Yeah, ne’s right. I’m moping. I was so worried that Detective Dowtry would show up in the days after our shared exorcism experience, with back up and a bunch of warrants, maybe some shiny new handcuffs… But she didn’t. And when she didn’t come back to the shop for a whole week, I realized I was actually disappointed. If Trill hadn’t been there, and if I hadn’t continued to check on Daniel and see his improvement… I’d almost think I’d dreamed the whole thing.
As it is, I’m dreaming anyway. Frosty gray-blue eyes, crisp and clean and clear like a mountain pond, catch my mental gaze constantly. No matter the other substance of my dreams, those eyes always find me, and I wake up covered in hot sweat, throbbing between my legs.
No one told me when I was transitioning that women could have wet dreams too. I kind of wish I had the warning, but… It isn’t as if it would change anything.

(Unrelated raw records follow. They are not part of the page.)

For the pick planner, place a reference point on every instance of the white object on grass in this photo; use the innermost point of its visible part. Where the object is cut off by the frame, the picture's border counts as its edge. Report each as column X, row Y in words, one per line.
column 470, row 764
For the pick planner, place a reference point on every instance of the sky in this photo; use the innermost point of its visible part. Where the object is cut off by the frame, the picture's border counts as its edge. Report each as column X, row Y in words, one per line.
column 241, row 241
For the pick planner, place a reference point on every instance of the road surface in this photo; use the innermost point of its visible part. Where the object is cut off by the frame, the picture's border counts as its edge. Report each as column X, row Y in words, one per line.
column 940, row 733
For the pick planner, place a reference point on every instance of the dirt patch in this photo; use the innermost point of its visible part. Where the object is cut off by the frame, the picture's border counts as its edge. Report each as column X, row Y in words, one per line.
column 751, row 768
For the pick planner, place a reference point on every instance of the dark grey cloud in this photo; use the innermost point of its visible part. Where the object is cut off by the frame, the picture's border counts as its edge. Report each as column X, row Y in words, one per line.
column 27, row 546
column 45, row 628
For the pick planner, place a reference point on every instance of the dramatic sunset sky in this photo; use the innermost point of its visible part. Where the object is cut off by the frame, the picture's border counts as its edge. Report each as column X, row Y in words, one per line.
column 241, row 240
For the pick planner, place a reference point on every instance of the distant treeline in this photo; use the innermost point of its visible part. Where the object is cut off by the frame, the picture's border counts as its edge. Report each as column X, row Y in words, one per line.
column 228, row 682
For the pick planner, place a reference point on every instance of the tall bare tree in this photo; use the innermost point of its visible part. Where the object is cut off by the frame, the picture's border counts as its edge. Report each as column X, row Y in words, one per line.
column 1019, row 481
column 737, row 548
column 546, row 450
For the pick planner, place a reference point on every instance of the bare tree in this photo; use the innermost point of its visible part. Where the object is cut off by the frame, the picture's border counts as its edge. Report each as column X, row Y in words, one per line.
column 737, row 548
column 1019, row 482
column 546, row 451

It has been a long time since I felt anything for another human—anything like this, anyway. Not that I go out of my way to entangle myself with non-humans, I just… I’ve not found anyone that stirred these kinds of feelings in me for… Years. And the last time I did… Well, she died. Understandably, it has been a bit difficult to get out into the dating pool again. And there was that awkward bit in my transition when I looked more like a half-shaved skunk than the woman I knew myself to be inside. I had no desire to be rejected in that delicate state.
I turned my mind away from my own heart as I stepped into the co-op entry way. With a quick glance around, I see Daniel at the register—his usual spot now. He’s changed in the ten days since he woke up in my shop with a hangover strong enough to deck an elephant. There is proper muscle on him again, and his color is better, his hair glossier and fuller. He doesn’t look like he’s wasting away. And he’s vegan again, which makes him very happy.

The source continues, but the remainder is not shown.